You will be prompted for:

1. **Document type**: PRD (business/product focus) or tech spec (engineering focus)

2. **Interview mode**: Optional in-depth requirements gathering session

3. **Opponent models**: Comma-separated list (e.g., `gpt-4o,gemini/gemini-2.0-flash,xai/grok-3`)

More models = more perspectives = stricter convergence.

## Document Types

### PRD (Product Requirements Document)

For stakeholders, PMs, and designers.

**Sections:** Executive Summary, Problem Statement, Target Users/Personas, User Stories, Functional Requirements, Non-Functional Requirements, Success Metrics, Scope (In/Out), Dependencies, Risks

**Critique focuses on:** Clear problem definition, well-defined personas, measurable success criteria, explicit scope boundaries, no technical implementation details

### Technical Specification

For developers and architects.

**Sections:** Overview, Goals/Non-Goals, System Architecture, Component Design, API Design (full schemas), Data Models, Infrastructure, Security, Error Handling, Performance/SLAs, Observability, Testing Strategy, Deployment Strategy

**Critique focuses on:** Complete API contracts, data model coverage, security threat mitigation, error handling, specific performance targets, no ambiguity for engineers

## Core Features

### Interview Mode

Before the debate begins, opt into an in-depth interview session to capture requirements upfront.

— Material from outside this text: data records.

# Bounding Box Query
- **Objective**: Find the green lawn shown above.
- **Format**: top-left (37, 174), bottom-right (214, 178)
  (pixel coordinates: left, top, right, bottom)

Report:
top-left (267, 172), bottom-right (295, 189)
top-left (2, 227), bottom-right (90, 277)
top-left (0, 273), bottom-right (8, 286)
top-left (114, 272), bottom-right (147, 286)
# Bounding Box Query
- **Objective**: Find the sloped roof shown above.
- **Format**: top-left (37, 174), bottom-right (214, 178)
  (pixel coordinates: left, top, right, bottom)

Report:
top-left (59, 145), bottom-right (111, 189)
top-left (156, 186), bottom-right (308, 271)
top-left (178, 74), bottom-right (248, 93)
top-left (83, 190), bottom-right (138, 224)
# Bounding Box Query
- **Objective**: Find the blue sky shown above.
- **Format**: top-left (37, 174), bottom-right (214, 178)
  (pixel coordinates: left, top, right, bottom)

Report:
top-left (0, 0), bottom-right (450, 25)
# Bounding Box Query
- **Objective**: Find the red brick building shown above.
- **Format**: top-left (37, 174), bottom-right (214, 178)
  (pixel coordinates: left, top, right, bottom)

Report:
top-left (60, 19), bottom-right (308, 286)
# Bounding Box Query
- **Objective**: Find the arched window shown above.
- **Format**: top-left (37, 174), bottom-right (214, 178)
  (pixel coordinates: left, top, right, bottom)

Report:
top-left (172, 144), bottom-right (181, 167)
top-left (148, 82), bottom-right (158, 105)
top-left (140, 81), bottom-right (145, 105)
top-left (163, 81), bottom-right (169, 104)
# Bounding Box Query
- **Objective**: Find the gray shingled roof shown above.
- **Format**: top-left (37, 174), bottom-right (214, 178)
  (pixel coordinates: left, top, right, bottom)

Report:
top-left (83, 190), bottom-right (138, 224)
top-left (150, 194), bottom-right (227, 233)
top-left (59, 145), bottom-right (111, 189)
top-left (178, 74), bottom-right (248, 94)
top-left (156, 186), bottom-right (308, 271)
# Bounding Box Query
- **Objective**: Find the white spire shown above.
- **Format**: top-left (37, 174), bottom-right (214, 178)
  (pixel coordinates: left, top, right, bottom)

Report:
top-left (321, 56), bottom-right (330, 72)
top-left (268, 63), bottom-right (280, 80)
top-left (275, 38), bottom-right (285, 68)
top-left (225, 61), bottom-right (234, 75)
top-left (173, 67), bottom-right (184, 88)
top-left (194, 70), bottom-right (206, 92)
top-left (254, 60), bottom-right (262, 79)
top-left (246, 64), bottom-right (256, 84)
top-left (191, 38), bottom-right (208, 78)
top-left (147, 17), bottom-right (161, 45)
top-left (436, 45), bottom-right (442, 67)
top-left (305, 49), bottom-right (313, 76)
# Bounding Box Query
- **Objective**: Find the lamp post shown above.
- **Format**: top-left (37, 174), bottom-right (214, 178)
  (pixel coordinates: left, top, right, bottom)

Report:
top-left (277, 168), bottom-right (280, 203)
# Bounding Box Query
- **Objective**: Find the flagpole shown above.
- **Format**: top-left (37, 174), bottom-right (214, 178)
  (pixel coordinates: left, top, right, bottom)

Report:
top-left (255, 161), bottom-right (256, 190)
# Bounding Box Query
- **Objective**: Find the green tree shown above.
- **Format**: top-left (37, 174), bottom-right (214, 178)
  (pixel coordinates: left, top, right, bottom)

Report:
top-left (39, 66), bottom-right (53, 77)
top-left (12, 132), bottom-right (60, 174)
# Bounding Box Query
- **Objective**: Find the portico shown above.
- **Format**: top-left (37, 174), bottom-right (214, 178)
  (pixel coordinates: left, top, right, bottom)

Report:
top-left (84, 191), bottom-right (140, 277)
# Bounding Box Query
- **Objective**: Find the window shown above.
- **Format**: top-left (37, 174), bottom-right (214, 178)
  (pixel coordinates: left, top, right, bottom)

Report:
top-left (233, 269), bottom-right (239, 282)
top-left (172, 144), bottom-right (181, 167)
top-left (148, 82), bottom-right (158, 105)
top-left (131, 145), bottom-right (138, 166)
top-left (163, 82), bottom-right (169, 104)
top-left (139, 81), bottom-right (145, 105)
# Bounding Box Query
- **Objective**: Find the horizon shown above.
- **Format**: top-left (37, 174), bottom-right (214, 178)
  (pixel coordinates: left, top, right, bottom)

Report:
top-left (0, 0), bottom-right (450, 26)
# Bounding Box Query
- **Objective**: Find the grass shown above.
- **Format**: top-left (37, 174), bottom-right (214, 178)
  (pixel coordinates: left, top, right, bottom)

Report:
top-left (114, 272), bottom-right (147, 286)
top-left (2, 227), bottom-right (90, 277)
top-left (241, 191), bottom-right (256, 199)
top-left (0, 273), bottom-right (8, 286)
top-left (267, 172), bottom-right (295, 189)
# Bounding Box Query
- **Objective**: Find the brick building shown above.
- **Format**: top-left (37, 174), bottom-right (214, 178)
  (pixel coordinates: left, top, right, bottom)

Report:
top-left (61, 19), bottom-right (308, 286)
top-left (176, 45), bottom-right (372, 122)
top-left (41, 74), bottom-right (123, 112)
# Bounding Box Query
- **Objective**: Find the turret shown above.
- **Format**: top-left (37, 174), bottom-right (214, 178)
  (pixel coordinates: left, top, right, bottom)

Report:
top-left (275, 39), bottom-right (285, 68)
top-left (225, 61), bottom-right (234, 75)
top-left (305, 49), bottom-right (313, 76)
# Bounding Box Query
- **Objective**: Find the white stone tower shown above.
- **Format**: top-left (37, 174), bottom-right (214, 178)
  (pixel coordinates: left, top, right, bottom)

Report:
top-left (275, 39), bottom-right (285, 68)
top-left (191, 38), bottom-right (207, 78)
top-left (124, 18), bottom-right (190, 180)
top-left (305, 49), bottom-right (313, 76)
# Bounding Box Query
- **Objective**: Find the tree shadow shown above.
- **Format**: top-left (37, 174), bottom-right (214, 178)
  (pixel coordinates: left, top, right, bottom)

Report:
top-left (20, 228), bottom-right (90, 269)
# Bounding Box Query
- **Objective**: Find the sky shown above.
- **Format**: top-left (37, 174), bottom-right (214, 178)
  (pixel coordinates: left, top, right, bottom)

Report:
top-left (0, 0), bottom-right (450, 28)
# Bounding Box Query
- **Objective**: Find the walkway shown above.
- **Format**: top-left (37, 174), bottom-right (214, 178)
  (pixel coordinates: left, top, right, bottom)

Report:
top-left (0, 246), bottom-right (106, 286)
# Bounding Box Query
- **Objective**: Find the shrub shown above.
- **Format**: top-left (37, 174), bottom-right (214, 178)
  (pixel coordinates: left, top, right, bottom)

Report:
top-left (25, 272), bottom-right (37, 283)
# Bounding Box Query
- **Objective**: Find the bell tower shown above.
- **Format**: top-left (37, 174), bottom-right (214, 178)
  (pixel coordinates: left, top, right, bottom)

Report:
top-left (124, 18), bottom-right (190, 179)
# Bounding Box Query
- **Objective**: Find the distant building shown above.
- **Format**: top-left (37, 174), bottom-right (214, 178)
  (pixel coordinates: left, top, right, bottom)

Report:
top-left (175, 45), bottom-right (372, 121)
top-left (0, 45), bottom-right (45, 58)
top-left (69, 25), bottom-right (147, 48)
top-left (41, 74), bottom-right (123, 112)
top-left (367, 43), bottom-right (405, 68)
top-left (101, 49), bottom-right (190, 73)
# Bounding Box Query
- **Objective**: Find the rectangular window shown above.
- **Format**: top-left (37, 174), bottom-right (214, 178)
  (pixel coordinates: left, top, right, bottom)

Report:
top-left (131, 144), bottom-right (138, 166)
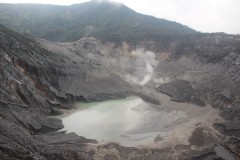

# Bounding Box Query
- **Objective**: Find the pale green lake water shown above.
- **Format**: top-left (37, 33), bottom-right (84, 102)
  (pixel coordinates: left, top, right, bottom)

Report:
top-left (54, 96), bottom-right (219, 146)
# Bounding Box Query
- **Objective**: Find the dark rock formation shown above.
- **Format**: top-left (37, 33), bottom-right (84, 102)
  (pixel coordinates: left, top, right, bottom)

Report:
top-left (0, 23), bottom-right (240, 160)
top-left (157, 79), bottom-right (205, 106)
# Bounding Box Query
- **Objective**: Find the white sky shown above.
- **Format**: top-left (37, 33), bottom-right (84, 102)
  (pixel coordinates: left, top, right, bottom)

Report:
top-left (0, 0), bottom-right (240, 34)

**Covers:** Problem context, users/stakeholders, functional requirements, technical constraints, UI/UX, tradeoffs, risks, success criteria

The interview uses probing follow-up questions and challenges assumptions. After completion, Claude synthesizes answers into a complete spec before starting the adversarial debate.

### Claude's Active Participation

Each round, Claude:

1. Reviews opponent critiques for validity

2. Provides independent critique (what did opponents miss?)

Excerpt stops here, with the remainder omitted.